Does anyone else run internal/external views with dynamic zones on their internal view? If so, are you seeing similar apparmor denials every hour in your log?

Not sure where to go next, so I'll probably try again with a higher debug level...

Ian.

Best Steven Danna (ssd7) said : #9

I found a bug report that seems related to this. According to that bug report, a fix for the issue should have already been released:

https://bugs.launchpad.net/ubuntu/+source/bind9/+bug/289060

Basically, the only thing that is wrong is the apparmor profile was incorrectly made. To fix it the following lines should be added:

/proc/**/net/if_inet6 r

There are other changes that can also be made. The bug report has a diff that shows all the changes.

Hope this helps!

Ian McMichael (ian-sigma-uk) said : #10

Thanks Steve. That bug does indeed appear to fix the issue. Looking at the Jaunty bind 9.6 package, I can see the line has actually been updated (amongst others) to:

/proc/*/net/if_inet6 r

This is more secure as the double asterisk allows the entire rest of the tree, if I am not mistaken?
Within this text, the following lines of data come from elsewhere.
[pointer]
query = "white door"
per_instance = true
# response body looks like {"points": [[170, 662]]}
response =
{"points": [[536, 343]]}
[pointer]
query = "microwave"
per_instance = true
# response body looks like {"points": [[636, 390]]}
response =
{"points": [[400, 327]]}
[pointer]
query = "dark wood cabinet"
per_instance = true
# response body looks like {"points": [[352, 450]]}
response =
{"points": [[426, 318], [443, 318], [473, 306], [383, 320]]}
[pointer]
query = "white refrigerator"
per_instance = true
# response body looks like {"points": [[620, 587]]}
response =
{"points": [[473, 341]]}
Anyway, it works with the single asterisk, so that's what I have gone with. I've also updated the bug asking if it can be released for those of us not yet running Jaunty.

Thanks again for helping track this one down. Shame my initial search on Google didn't turn up the bug report or I wouldn't have needed you assistance...

Ian McMichael (ian-sigma-uk) said : #11

Thanks Steven Danna, that solved my question.